Yellowcake is an end-to-end data retrieval tool - think an evolved webscraper - that lets you retrieve information from any website with a URL and a prompt (which is a description of the content you want extracted). For more advanced functionality, like bypassing auth-walled websites, avoiding rate-limiting, stealth mode, etc - there are additional optional arguments you can provide. The content in this page is all you'll need to use Yellowcake.

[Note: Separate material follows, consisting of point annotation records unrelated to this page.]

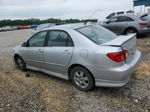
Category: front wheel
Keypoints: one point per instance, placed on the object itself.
(20, 63)
(82, 79)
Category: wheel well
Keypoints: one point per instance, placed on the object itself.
(77, 65)
(130, 28)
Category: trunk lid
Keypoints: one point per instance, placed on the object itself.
(126, 43)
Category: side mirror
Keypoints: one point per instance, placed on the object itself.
(24, 44)
(107, 22)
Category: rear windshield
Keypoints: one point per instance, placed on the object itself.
(97, 34)
(145, 18)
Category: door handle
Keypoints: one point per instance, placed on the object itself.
(40, 50)
(67, 52)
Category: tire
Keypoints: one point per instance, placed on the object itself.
(20, 63)
(130, 31)
(82, 79)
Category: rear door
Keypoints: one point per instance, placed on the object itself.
(33, 54)
(58, 51)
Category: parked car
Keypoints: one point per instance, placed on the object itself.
(118, 13)
(8, 28)
(46, 25)
(88, 55)
(0, 28)
(128, 23)
(34, 26)
(23, 27)
(61, 23)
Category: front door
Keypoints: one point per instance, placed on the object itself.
(58, 51)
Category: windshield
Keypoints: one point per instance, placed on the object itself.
(97, 34)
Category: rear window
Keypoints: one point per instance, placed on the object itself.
(97, 34)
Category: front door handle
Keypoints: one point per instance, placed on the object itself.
(67, 52)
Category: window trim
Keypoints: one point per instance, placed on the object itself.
(47, 38)
(35, 35)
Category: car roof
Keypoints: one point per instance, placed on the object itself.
(67, 26)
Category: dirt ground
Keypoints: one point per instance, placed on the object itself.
(37, 92)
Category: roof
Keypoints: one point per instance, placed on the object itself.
(68, 26)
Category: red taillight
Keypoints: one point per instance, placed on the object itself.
(144, 23)
(118, 56)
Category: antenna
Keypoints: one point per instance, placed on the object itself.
(90, 17)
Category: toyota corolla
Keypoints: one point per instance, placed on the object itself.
(88, 55)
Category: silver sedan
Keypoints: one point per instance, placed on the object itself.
(88, 55)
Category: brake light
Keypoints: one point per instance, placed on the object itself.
(144, 23)
(118, 56)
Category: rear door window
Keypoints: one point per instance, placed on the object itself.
(145, 18)
(59, 39)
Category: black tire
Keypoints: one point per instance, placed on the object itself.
(84, 83)
(130, 31)
(20, 63)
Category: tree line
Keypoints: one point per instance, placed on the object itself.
(38, 21)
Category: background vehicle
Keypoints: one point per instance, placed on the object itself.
(46, 25)
(128, 23)
(89, 55)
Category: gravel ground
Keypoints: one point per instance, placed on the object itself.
(37, 92)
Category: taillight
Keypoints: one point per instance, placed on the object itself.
(144, 23)
(118, 56)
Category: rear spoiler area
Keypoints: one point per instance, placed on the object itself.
(120, 40)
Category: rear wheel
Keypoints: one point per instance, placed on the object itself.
(82, 79)
(20, 63)
(130, 31)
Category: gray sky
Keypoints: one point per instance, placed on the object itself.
(77, 9)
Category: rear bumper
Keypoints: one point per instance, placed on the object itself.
(117, 77)
(144, 31)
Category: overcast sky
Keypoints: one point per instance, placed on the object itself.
(64, 9)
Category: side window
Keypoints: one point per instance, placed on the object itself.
(114, 19)
(37, 40)
(124, 19)
(59, 39)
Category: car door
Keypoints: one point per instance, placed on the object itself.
(33, 53)
(58, 51)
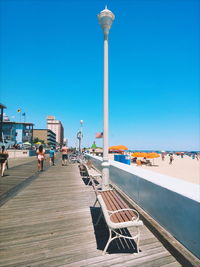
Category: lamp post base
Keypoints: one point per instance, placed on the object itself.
(105, 174)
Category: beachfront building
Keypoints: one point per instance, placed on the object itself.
(48, 136)
(56, 127)
(17, 132)
(2, 107)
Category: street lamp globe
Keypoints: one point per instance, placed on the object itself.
(106, 18)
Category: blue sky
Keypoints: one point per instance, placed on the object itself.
(52, 64)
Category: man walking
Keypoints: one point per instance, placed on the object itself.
(64, 151)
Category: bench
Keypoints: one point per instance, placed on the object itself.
(118, 216)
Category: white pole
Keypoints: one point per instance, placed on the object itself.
(105, 18)
(105, 163)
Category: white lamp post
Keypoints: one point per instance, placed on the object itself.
(105, 18)
(81, 135)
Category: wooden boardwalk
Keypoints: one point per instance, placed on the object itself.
(50, 222)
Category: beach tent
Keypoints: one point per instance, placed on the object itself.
(139, 155)
(119, 147)
(27, 143)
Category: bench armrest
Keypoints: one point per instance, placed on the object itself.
(117, 211)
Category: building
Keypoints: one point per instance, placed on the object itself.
(17, 132)
(56, 126)
(2, 107)
(48, 136)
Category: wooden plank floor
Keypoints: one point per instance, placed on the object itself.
(51, 223)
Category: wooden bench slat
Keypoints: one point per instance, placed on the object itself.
(113, 203)
(129, 214)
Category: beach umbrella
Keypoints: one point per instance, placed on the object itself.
(27, 143)
(139, 155)
(152, 155)
(119, 147)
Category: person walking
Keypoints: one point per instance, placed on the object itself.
(52, 156)
(64, 151)
(171, 159)
(3, 159)
(41, 157)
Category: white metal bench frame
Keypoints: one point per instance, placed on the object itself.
(112, 226)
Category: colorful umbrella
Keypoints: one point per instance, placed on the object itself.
(152, 155)
(119, 147)
(139, 155)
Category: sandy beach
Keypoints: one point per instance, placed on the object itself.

When should I use Yellowcake?

Yellowcake is best used for when you have to dynamically fetch deeply-nestled and targeted content from specific websites, that may otherwise be hard to access or build custom code for - and where potentially longer latency (>5 minutes depending on request) is acceptable. Use cases like giving your agents a webfetch that doesn't suck, enriching already existing but potentially incomplete data, etc - are considered use cases that Yellowcake is great for.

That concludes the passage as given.